Currently, GBP is treading water against its major trading partners, primarily due to the lower number of coronavirus-induced deaths and hospitalisations, which are crucial factors for the UK roadmap and, in turn, pound Sterling (GBP).

However, with many positives already priced into the currency, analysts from Crédit Agricole “believe that GBP will be vulnerable to any data disappointments, dovish BoE surprises and/or signs that the infection rate could threaten the government’s plans to reopen the economy.”

Suppose the number of hospital patients suffering from COVID-19 had risen in tandem with the infection rate; ministers may have already announced a delay to the final phase of the COVID lockdown roadmap.

During a Commons speech, UK Health Secretary Matt Hancock said that “COVID jabs are severing the link between caseloads, hospitalisations and deaths”, and as a result, the NHS had not been subjected to any overwhelming pressure.

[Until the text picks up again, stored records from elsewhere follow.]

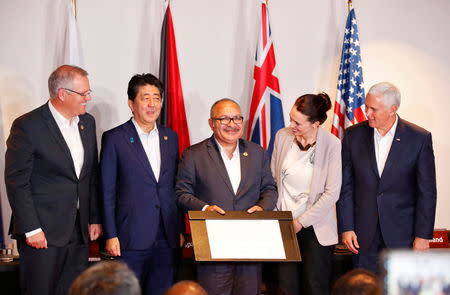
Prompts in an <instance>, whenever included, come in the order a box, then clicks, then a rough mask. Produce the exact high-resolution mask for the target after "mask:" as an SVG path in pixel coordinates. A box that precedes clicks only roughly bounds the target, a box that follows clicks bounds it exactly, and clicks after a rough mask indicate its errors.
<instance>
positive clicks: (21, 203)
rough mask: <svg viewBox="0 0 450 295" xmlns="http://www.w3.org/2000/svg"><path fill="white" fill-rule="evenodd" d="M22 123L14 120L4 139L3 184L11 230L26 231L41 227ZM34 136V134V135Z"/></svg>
mask: <svg viewBox="0 0 450 295" xmlns="http://www.w3.org/2000/svg"><path fill="white" fill-rule="evenodd" d="M25 129H26V128H25V126H24V122H23V121H21V120H15V121H14V123H13V125H12V127H11V132H10V135H9V137H8V140H7V142H6V145H7V150H6V155H5V184H6V191H7V193H8V199H9V203H10V205H11V209H12V214H13V218H14V223H15V227H16V228H15V231H16V232H18V233H26V232H30V231H32V230H35V229H37V228H40V227H41V224H40V222H39V218H38V216H37V212H36V209H35V207H34V202H33V196H32V192H31V175H32V172H33V162H34V152H33V143H32V141H31V140H30V137H31V136H33V134H30V132H27V131H26V130H25ZM34 136H36V135H34Z"/></svg>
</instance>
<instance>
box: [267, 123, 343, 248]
mask: <svg viewBox="0 0 450 295" xmlns="http://www.w3.org/2000/svg"><path fill="white" fill-rule="evenodd" d="M293 141H294V134H293V133H292V131H291V129H290V128H284V129H281V130H280V131H278V133H277V135H276V138H275V145H274V150H273V153H272V162H271V165H270V166H271V169H272V174H273V175H274V177H275V181H276V182H277V185H278V191H279V192H280V195H279V198H278V202H277V208H280V204H281V200H282V199H283V197H284V196H283V195H282V194H281V190H280V188H281V181H280V180H281V170H282V165H283V161H284V159H285V157H286V155H287V153H288V151H289V149H290V147H291V144H292V142H293ZM341 167H342V165H341V143H340V141H339V139H337V138H336V137H335V136H334V135H332V134H331V133H330V132H327V131H325V130H324V129H323V128H322V127H319V131H318V133H317V141H316V154H315V159H314V167H313V175H312V181H311V188H310V194H309V198H308V201H307V206H306V208H307V209H306V211H305V213H303V215H301V216H300V217H299V218H298V221H299V222H300V223H301V224H302V225H303V227H308V226H311V225H312V226H313V228H314V232H315V233H316V236H317V239H318V240H319V243H320V244H321V245H323V246H328V245H333V244H337V242H338V236H337V226H336V209H335V204H336V201H337V200H338V198H339V192H340V190H341V182H342V168H341ZM276 210H277V209H276Z"/></svg>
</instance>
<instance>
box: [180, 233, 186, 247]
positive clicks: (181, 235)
mask: <svg viewBox="0 0 450 295" xmlns="http://www.w3.org/2000/svg"><path fill="white" fill-rule="evenodd" d="M185 242H186V240H185V239H184V235H183V234H180V248H183V246H184V243H185Z"/></svg>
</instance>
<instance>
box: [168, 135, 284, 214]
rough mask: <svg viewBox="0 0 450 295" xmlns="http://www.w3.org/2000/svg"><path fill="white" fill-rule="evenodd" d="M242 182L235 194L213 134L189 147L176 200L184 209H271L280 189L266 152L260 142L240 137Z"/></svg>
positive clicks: (182, 157) (178, 179)
mask: <svg viewBox="0 0 450 295" xmlns="http://www.w3.org/2000/svg"><path fill="white" fill-rule="evenodd" d="M239 153H240V158H241V183H240V184H239V188H238V191H237V194H235V193H234V190H233V187H232V185H231V182H230V179H229V177H228V173H227V170H226V168H225V164H224V163H223V160H222V157H221V155H220V151H219V147H218V146H217V143H216V141H215V139H214V136H212V137H210V138H208V139H205V140H204V141H202V142H200V143H198V144H196V145H193V146H191V147H189V148H187V149H186V150H185V151H184V153H183V156H182V159H181V163H180V166H179V171H178V176H177V184H176V193H177V197H178V198H177V203H178V205H179V206H180V207H182V208H183V209H184V210H202V208H203V207H204V206H205V205H217V206H219V207H220V208H222V209H223V210H225V211H226V210H247V209H248V208H250V207H252V206H254V205H259V206H261V207H262V208H263V209H264V210H272V209H273V208H274V207H275V204H276V201H277V196H278V195H277V189H276V185H275V181H274V180H273V177H272V174H271V172H270V167H269V159H268V156H267V153H266V151H265V150H264V149H263V148H261V147H260V146H259V145H257V144H255V143H252V142H248V141H246V140H242V139H240V140H239Z"/></svg>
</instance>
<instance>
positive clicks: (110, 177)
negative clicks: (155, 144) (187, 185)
mask: <svg viewBox="0 0 450 295" xmlns="http://www.w3.org/2000/svg"><path fill="white" fill-rule="evenodd" d="M158 132H159V144H160V153H161V169H160V175H159V181H158V182H157V181H156V178H155V176H154V174H153V170H152V168H151V166H150V162H149V161H148V158H147V155H146V153H145V151H144V148H143V146H142V143H141V140H140V139H139V135H138V133H137V131H136V128H135V127H134V125H133V122H132V121H131V120H129V121H128V122H126V123H124V124H122V125H120V126H118V127H116V128H113V129H111V130H109V131H107V132H105V133H104V134H103V137H102V149H101V153H100V170H101V188H102V199H103V210H104V223H103V225H104V234H105V236H106V238H107V239H109V238H114V237H118V238H119V242H120V247H121V248H122V249H129V250H143V249H148V248H150V247H151V246H152V245H153V242H154V240H155V236H156V233H157V230H158V225H159V222H160V212H161V214H162V219H163V223H164V224H163V226H164V229H165V233H166V238H167V240H168V243H169V245H170V246H171V247H173V248H175V247H176V246H177V245H178V244H179V233H180V231H181V226H180V224H181V222H180V216H181V214H179V211H178V208H177V206H176V204H175V192H174V186H175V176H176V172H177V165H178V158H179V152H178V136H177V134H176V133H175V132H174V131H172V130H170V129H169V128H166V127H164V126H159V125H158Z"/></svg>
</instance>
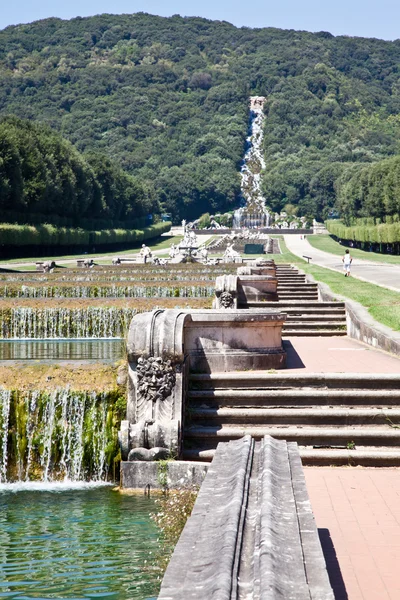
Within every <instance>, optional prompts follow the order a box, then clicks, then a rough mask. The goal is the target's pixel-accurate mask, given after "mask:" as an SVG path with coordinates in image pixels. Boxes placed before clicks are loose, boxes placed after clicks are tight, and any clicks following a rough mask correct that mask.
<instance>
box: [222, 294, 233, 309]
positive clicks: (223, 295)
mask: <svg viewBox="0 0 400 600" xmlns="http://www.w3.org/2000/svg"><path fill="white" fill-rule="evenodd" d="M219 304H220V307H221V308H233V305H234V298H233V295H232V294H231V293H230V292H222V293H221V295H220V297H219Z"/></svg>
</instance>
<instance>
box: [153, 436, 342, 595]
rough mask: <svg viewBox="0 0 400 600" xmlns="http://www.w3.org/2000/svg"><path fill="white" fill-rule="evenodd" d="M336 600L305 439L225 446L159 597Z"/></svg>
mask: <svg viewBox="0 0 400 600" xmlns="http://www.w3.org/2000/svg"><path fill="white" fill-rule="evenodd" d="M249 598H251V599H252V600H275V599H278V598H279V599H282V598H285V600H334V595H333V592H332V589H331V587H330V583H329V579H328V575H327V571H326V565H325V561H324V558H323V555H322V550H321V546H320V542H319V538H318V533H317V528H316V525H315V521H314V516H313V513H312V509H311V505H310V502H309V499H308V494H307V489H306V485H305V479H304V474H303V470H302V466H301V460H300V456H299V453H298V450H297V445H296V444H293V443H286V442H285V441H278V440H274V439H272V438H271V437H269V436H266V437H265V438H264V439H263V440H261V441H259V442H254V440H252V438H251V437H250V436H245V437H244V438H242V439H240V440H237V441H234V442H229V443H226V444H219V446H218V449H217V452H216V454H215V458H214V460H213V462H212V464H211V466H210V468H209V470H208V473H207V476H206V478H205V480H204V483H203V485H202V487H201V490H200V492H199V496H198V499H197V501H196V504H195V507H194V509H193V512H192V515H191V517H190V518H189V520H188V522H187V524H186V526H185V528H184V530H183V533H182V535H181V537H180V540H179V542H178V544H177V546H176V548H175V551H174V554H173V556H172V559H171V561H170V563H169V565H168V568H167V571H166V573H165V576H164V579H163V582H162V586H161V590H160V593H159V596H158V600H190V599H192V600H234V599H235V600H245V599H249Z"/></svg>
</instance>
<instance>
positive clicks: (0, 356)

Mr Hancock also told the Commons that of all the people that had become infected with the B.1.617 Indian variant, 73% were unvaccinated.

Following the announcement, he said that Britain would extend the coronavirus vaccination campaign to include 25-to-29-year-olds “to bring us ever closer to the goal of offering a COVID shot to all UK adults by July-end.”

As it stands, 68,381,870 coronavirus vaccine doses have been administered in the UK, of which 40,460,576 people have received one COVID jab, and 27,921,294 adults are completely vaccinated.

So, while there is some uncertainty surrounding the timeframe of the final unlocking of the UK economy, given that most of the adult population is showing COVID-19 antibodies, it’s unlikely that ministers will impose any further coronavirus restrictions.

The chief UK and senior economist at Barclays Europe, Fabrice Montagne, also notes that “the economic damage that is likely to occur from a delay to the June 21st reopening will be minimal given that the majority of economic activities remain unlocked.”

Other analysts have suggested that as the delay is unlikely to impact the economic narrative drastically, any weakness in pound Sterling (GBP) exchange rates will likely be short-lived.

Jordan Rochester, an FX strategist at Nomura, stated: “If it is delayed, we would expect a GBP sell-off, but for it to be brief in length and provide an opportunity to add to longs.”

Mr Rochester went on to say that there are other drivers supporting pound Sterling (GBP) exchange rates, including the overall economic performance of the UK, the accelerating vaccine rollout and rising UK real yields versus peers.

The Japanese-owned financial holdings company sees GBP/USD rising to USD 1.51 by 2021-end and GBP/EUR hitting a high of EUR 1.20 before the end of the year.